Seven years olds also can get their facts awkwardly mixed up, a year or so ago, our now nine year old proudly understood that at birth the woman’s body had all the eggs she would use in her lifetime stored up and ready for release.
This was three decades sooner than her father understood this.
She also, via her mother and school, had a broad understanding that there was an act called sex.
However, she was temporarily under the impression that the mother got “topped up” once by the father, and in the same way eggs were regularly released, so to were the all importent seeds.
One top up and you were good to go.
A point that mothers the world over probably wish was true, no doubt.
She was aghast to realise one day, after learning this was not the case and counting her siblings, that her parents had had sex at least three times.
With a disgusted face, she cringed out, “Gross dad, do you mean you and mom have had sex more than once? That’s disgusting”
She was pretty upset about this. More so than her mother.
(What the hell did she think they had done to earn an hour of TV with treats on Sunday mornings?)
Anyway, no more of this I should think.
Bulungula has cleared all this up.
Our kids have now seen penises in all shapes and sizes.
Penises no longer raise the slightest interest.
Bulls, donkeys, mules and horses seem to live in a constant state of readiness.
They have seen goats, dogs, and even sheep having sex.
Cats on heat prowl around all night.
Chickens might be quick, but even these appear on the radar.
“Dad, the rooster is mating with Pamela Anderson (this is our chicken Pamela Anderson, and not THE Pamela Anderson), and her bum is all open and everything”
Gorgeous.
Followed by Mila asking, “Shame, isn’t that sore?”
I am not kidding you when I tell you that when we were playing “the cloud game” a while ago, one of my wife’s offspring said, “look at that cloud, it looks like two goats mating”
More positive teaching comes in the form of the chickens and their eggs.
One of our chickens had 11 chicks hatch about 10 days ago.
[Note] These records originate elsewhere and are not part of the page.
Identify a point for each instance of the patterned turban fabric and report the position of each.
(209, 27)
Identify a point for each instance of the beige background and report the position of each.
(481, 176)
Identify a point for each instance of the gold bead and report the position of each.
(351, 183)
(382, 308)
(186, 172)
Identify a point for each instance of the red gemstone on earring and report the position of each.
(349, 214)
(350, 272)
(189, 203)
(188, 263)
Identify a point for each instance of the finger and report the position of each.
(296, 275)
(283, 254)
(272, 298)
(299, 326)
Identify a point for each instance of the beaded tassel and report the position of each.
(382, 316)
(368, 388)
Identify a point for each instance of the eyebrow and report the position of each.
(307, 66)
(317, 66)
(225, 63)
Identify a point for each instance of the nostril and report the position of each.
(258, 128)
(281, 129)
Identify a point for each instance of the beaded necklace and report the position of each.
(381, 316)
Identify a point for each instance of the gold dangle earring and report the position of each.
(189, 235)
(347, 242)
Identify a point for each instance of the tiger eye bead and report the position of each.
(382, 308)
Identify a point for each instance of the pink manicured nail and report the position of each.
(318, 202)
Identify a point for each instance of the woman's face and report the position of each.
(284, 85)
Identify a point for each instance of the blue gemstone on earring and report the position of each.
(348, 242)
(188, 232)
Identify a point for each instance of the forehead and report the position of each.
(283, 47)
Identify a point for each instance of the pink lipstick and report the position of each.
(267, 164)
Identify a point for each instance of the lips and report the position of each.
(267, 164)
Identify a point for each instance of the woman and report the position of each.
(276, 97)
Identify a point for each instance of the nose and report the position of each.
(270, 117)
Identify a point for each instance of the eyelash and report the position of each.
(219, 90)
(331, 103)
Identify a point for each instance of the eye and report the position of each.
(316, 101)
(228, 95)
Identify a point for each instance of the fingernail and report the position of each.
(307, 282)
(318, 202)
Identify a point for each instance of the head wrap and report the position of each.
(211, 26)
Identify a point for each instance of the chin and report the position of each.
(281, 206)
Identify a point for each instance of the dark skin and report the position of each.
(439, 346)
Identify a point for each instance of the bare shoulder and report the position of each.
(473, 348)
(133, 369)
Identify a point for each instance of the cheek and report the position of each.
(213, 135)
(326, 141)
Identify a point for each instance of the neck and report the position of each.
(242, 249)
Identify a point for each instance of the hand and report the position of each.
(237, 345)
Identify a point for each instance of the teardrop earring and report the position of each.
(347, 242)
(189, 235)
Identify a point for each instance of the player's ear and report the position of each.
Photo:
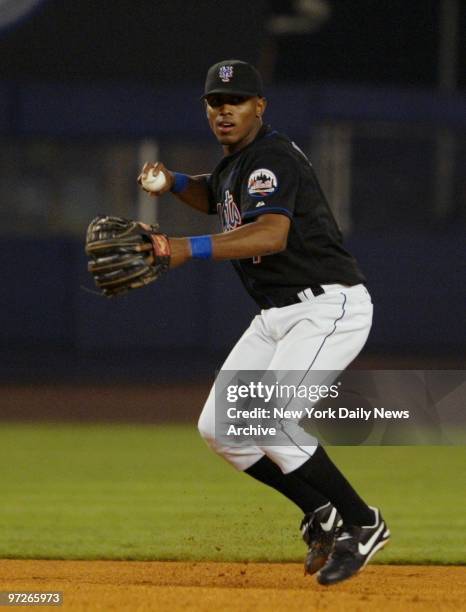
(261, 105)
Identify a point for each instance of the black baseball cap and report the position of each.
(233, 77)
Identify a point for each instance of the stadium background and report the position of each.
(375, 94)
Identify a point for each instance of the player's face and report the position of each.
(235, 120)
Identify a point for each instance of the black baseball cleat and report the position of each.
(318, 530)
(353, 548)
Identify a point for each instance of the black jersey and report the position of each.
(272, 175)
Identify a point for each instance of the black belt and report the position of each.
(280, 302)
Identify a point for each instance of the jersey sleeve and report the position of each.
(212, 210)
(270, 186)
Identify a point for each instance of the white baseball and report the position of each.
(154, 182)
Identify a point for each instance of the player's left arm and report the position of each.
(266, 235)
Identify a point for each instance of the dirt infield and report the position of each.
(173, 586)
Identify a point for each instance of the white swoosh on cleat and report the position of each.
(365, 548)
(327, 526)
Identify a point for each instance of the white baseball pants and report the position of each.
(321, 333)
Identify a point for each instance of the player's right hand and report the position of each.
(156, 167)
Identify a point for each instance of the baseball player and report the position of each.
(316, 312)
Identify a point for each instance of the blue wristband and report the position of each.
(181, 182)
(201, 247)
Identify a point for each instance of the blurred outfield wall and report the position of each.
(391, 162)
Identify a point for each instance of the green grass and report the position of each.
(153, 492)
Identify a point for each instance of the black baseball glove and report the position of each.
(125, 254)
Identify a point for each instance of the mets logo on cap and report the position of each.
(262, 182)
(225, 73)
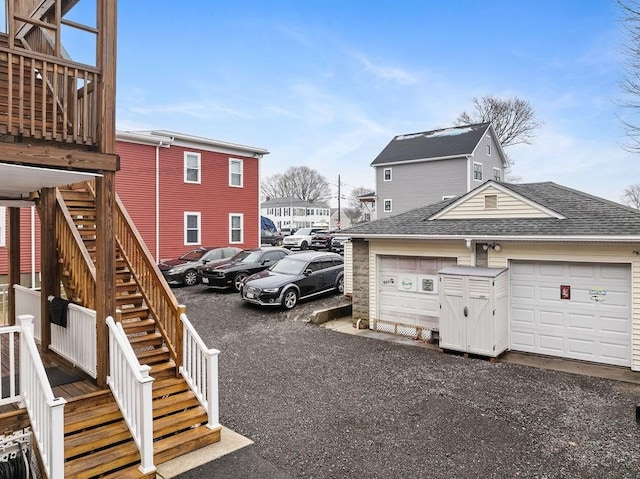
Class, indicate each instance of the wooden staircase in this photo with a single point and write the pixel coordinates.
(95, 434)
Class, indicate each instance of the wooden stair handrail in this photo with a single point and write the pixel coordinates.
(157, 293)
(74, 255)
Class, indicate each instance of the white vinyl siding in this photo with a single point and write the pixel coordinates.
(236, 178)
(192, 228)
(236, 228)
(192, 167)
(509, 207)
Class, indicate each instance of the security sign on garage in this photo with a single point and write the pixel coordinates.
(573, 310)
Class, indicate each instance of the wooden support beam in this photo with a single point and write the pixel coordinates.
(50, 282)
(14, 260)
(55, 157)
(105, 268)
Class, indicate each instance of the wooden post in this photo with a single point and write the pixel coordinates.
(105, 268)
(50, 284)
(14, 260)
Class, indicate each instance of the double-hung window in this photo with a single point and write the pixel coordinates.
(477, 171)
(191, 228)
(235, 173)
(191, 167)
(236, 228)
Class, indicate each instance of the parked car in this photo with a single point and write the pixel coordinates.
(183, 270)
(271, 238)
(337, 244)
(295, 277)
(301, 239)
(232, 272)
(321, 240)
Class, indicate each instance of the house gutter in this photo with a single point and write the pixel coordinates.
(466, 238)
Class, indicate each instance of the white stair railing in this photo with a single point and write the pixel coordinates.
(46, 412)
(131, 386)
(77, 341)
(200, 370)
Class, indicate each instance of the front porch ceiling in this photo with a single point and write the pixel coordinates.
(17, 182)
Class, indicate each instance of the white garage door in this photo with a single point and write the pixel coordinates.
(573, 310)
(408, 289)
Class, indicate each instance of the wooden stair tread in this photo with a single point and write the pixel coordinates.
(104, 460)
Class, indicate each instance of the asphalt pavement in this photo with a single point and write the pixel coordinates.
(318, 403)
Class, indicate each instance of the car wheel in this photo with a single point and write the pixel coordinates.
(237, 280)
(190, 278)
(290, 299)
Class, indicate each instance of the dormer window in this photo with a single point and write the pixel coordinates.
(490, 202)
(477, 171)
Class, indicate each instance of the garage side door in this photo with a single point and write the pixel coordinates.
(573, 310)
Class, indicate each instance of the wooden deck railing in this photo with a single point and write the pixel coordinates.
(75, 259)
(48, 98)
(157, 293)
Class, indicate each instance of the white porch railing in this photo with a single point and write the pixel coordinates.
(200, 370)
(46, 412)
(9, 387)
(131, 386)
(28, 302)
(77, 342)
(4, 304)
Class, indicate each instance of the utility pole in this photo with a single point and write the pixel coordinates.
(339, 225)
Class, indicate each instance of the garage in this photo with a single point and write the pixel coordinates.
(572, 310)
(408, 300)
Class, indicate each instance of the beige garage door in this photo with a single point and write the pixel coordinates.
(573, 310)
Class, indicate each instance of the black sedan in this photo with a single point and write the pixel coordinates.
(231, 273)
(295, 277)
(182, 270)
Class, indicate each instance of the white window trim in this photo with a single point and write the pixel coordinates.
(231, 162)
(474, 171)
(198, 215)
(199, 157)
(231, 216)
(3, 226)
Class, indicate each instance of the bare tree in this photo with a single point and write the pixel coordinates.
(630, 84)
(299, 182)
(631, 196)
(513, 119)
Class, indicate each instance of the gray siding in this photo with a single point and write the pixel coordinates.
(420, 184)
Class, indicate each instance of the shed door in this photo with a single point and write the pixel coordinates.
(573, 310)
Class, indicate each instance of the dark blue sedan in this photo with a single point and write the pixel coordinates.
(295, 277)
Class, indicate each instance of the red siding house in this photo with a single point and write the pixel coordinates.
(181, 191)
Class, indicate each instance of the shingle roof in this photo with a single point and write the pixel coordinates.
(446, 142)
(586, 216)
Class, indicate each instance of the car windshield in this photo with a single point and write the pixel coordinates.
(249, 256)
(192, 255)
(289, 266)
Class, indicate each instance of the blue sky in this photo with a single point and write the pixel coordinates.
(328, 83)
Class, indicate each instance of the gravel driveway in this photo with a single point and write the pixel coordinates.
(323, 404)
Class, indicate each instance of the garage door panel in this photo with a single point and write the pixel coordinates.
(578, 327)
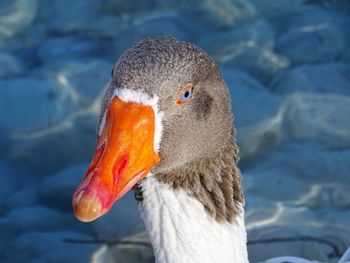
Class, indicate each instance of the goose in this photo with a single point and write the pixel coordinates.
(166, 130)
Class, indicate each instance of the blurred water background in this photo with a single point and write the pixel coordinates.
(287, 64)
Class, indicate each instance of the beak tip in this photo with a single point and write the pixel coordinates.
(87, 207)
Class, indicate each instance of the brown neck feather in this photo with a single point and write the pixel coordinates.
(214, 181)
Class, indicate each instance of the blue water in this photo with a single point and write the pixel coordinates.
(287, 64)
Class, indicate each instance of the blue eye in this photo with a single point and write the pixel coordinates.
(185, 94)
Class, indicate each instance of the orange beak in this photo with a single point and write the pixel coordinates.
(124, 156)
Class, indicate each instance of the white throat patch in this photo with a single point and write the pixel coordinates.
(181, 231)
(140, 97)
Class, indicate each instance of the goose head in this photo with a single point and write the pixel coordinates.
(167, 107)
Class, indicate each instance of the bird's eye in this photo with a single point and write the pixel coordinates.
(185, 94)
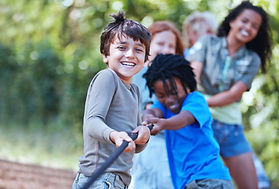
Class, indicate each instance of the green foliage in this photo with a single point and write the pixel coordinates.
(49, 52)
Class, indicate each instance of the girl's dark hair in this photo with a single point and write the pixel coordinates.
(121, 27)
(262, 43)
(165, 25)
(166, 67)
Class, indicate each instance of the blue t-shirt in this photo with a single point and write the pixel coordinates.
(193, 152)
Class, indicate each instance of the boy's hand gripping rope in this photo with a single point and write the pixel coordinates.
(111, 159)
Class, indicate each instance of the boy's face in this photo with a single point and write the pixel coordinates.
(172, 100)
(126, 57)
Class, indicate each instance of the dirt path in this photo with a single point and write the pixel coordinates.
(15, 175)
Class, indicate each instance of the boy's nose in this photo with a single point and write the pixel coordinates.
(130, 53)
(167, 50)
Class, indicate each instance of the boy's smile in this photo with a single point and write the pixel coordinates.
(172, 98)
(126, 57)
One got crushed (Pamela Anderson again) on their first night, but the rest are doing pretty well.
Mr Snuffles (hey, the kids chose the names), has been sitting on another 12 eggs for the past two weeks, and these also started hatching today. This was very exciting and the kids made a lot of trips to the coop to check on progress, and at one stage we brought an egg inside for them to watch it hatch on the bed.
All very educational.
Also, with so many cute calves, sheep, goats and foals around, they are getting a very rounded and positive education.
All good.
One low point of note.
Sedgewick is still alive. And smelling of faeces.
That is not the lowpoint in itself.
The fact that we have twice caught him trying to mate with our very startled six month old kitten is far more concerning.
It really happened.
I think this could safely be described as the low point in any dogs life.
“Dad!, dad! Sedgewick is mating with cheetah”
And by golly gosh, so he was.
We even had time to get a photo to prove it.
This is sex education you can’t get in any school.
I think I can safely assume that I will never have to broach the Birds & the Bees again

Sedgwick with twitching buttocks - about to mount our bewildered cat.

1 comment:

  1. Heh heh heh. All this to look forward to with ours eh? I will prepare an elaborate string of lies. Couldn't you just say that it was for peeing? Naturally, one's nuts are for playing with.
    Sedgewick is indeed a filthy animal. Cross species and under-age too. That's like you and a baby gibbon.